Mieux reconnaître les violences, savoir comment les prévenir et oser les signaler : à Gemena et Budjala, dans le Sud-Ubangi, la sensibilisation aux violences basées sur le genre (VBG) en milieu professionnel franchit une nouvelle étape. Après avoir été formés, 50 agents et cadres de l’administration publique prennent désormais le relais auprès de leurs collègues pour partager les connaissances acquises et contribuer à prévenir les violences dans leurs propres services.
Dans plusieurs services publics de l’État, notamment au Cadastre, à l'Urbanisme, aux Affaires sociales, au Genre, aux Travaux publics et à l’Éducation nationale (Sous province éducationnelle), des agents et cadres ont participé à des séances de sensibilisation consacrées aux violences basées sur le genre (VBG) en milieu de travail. Organisés avec l’appui du Projet Santé-LVSI Sud-Ubangi d’Enabel, ces échanges ont permis d’aborder les VBG sous un angle concret et directement lié aux réalités professionnelles : mieux les reconnaître, savoir les prévenir et connaître les moyens d’agir et de les signaler lorsqu’elles surviennent.
Au-delà du rappel des principaux concepts, les discussions ont porté sur des situations concrètes auxquelles les agents peuvent être confrontés dans leur environnement professionnel : harcèlement sexuel, discrimination fondée sur le genre, abus de pouvoir, exploitation et abus sexuels. Les participants ont également échangé sur les causes et conséquences de ces violences pour les victimes, mais aussi sur les relations entre collègues et sur le climat général de travail.
Les échanges ont surtout permis de questionner certaines perceptions encore présentes dans les milieux professionnels. Parmi elles, l’idée qu’une victime devrait garder le silence pour éviter d’aggraver une situation ou de créer des tensions.
Pour Monsieur Kizo, Chef de Division provincial à la Décentralisation et participant, cette perception a évolué au cours des échanges :
« Nous avons souvent tendance à penser qu’une victime doit simplement supporter ou garder le silence pour éviter des problèmes. J’ai compris aujourd’hui que dénoncer une violence n’est pas créer un conflit : c’est contribuer à protéger la dignité de la personne et à construire un milieu de travail plus sûr pour tout le monde. »

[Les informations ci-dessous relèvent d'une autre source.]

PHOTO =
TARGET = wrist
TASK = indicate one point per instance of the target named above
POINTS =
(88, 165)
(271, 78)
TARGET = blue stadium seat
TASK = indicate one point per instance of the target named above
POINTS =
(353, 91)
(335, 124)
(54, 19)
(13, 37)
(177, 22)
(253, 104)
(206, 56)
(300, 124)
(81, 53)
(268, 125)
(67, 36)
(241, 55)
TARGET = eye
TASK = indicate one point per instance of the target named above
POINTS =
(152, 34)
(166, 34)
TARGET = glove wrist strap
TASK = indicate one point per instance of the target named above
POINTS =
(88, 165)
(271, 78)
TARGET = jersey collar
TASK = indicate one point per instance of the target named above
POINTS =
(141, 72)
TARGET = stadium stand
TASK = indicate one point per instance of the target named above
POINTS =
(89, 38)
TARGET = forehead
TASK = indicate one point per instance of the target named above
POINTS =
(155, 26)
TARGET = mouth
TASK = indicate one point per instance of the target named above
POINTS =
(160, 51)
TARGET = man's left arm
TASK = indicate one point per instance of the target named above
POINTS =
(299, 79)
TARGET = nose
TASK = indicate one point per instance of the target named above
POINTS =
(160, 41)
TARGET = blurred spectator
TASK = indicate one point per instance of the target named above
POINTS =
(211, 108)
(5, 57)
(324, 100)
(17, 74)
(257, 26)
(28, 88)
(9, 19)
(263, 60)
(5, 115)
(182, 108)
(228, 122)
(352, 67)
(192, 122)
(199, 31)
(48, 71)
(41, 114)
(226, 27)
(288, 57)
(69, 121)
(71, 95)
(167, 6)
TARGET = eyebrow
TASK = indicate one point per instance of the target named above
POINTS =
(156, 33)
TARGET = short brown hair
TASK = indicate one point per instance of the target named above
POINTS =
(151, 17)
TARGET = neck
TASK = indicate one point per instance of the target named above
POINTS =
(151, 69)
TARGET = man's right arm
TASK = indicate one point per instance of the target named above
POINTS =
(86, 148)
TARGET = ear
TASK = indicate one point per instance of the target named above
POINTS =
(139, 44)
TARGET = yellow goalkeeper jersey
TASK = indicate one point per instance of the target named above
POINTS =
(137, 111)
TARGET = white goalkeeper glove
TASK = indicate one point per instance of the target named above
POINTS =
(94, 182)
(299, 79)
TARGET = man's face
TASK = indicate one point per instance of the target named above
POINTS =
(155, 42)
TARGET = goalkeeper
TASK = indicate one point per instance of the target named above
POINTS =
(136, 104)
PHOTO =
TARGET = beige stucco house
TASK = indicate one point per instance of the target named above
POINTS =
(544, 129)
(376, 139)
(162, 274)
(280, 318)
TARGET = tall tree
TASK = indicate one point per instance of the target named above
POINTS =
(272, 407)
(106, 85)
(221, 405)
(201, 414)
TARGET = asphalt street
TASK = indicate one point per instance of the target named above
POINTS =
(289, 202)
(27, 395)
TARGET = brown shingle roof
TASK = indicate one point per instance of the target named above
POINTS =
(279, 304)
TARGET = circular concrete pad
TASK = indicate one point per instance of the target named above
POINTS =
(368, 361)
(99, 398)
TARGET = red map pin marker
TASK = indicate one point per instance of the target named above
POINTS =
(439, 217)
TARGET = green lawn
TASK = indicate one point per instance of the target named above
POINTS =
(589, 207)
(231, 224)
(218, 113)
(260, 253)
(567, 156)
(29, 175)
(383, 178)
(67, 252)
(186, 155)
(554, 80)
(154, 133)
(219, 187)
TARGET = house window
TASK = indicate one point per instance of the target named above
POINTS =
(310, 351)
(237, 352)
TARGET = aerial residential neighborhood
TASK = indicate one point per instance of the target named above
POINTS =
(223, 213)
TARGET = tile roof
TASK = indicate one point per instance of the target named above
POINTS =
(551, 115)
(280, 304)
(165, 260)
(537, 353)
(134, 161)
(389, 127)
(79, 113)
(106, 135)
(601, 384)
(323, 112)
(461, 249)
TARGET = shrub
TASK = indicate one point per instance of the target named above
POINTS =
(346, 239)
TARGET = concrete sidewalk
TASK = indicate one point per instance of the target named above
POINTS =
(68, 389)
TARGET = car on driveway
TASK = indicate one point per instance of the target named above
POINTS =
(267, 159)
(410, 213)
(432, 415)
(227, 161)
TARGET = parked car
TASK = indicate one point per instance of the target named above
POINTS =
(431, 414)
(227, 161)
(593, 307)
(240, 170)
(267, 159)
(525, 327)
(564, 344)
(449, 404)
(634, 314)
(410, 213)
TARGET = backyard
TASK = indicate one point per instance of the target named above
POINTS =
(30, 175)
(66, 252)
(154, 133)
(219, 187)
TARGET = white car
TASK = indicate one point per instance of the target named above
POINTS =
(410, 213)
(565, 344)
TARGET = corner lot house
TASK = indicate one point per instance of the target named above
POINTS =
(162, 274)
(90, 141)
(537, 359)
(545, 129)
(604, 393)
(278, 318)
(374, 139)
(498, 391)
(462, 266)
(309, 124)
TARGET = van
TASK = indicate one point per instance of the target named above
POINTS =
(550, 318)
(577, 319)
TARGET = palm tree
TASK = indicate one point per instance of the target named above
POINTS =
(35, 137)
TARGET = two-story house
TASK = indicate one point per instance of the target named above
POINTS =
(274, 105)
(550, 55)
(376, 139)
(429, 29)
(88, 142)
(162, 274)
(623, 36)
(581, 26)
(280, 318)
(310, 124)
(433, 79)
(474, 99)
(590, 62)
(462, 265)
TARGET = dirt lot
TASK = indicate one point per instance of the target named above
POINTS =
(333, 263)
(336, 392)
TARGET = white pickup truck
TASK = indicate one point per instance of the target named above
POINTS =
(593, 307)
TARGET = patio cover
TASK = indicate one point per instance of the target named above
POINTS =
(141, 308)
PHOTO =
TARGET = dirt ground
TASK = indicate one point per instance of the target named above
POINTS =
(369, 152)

Cette prise de conscience constitue l’un des principaux acquis des séances. Les participants ont également passé en revue le cadre légal applicable, notamment le Code pénal congolais, le Code du travail et le Statut modifié des agents de carrière des services publics de l’État. Ces textes ont été examinés à la lumière des situations de VBG afin de mieux comprendre les responsabilités et les conséquences auxquelles s’expose toute personne qui se rend coupable de tels actes. Les échanges ont également porté sur les mécanismes de signalement et de prise en charge, avec un accent particulier sur la nécessité de garantir aux victimes et aux personnes qui signalent un mauvais comportement un cadre sûr, confidentiel et respectueux de leurs droits.
À Budjala, les échanges ont ainsi dépassé la transmission de connaissances. Les agents regroupés au bureau de l'Administration du Terroire ont posé des questions, partagé leurs expériences et confronté les notions abordées aux réalités de leurs services. Une responsabilité collective s’est progressivement dégagée : la prévention des VBG ne repose pas uniquement sur les responsables ou les services spécialisés en VBG; elle concerne chaque agent et chaque collègue.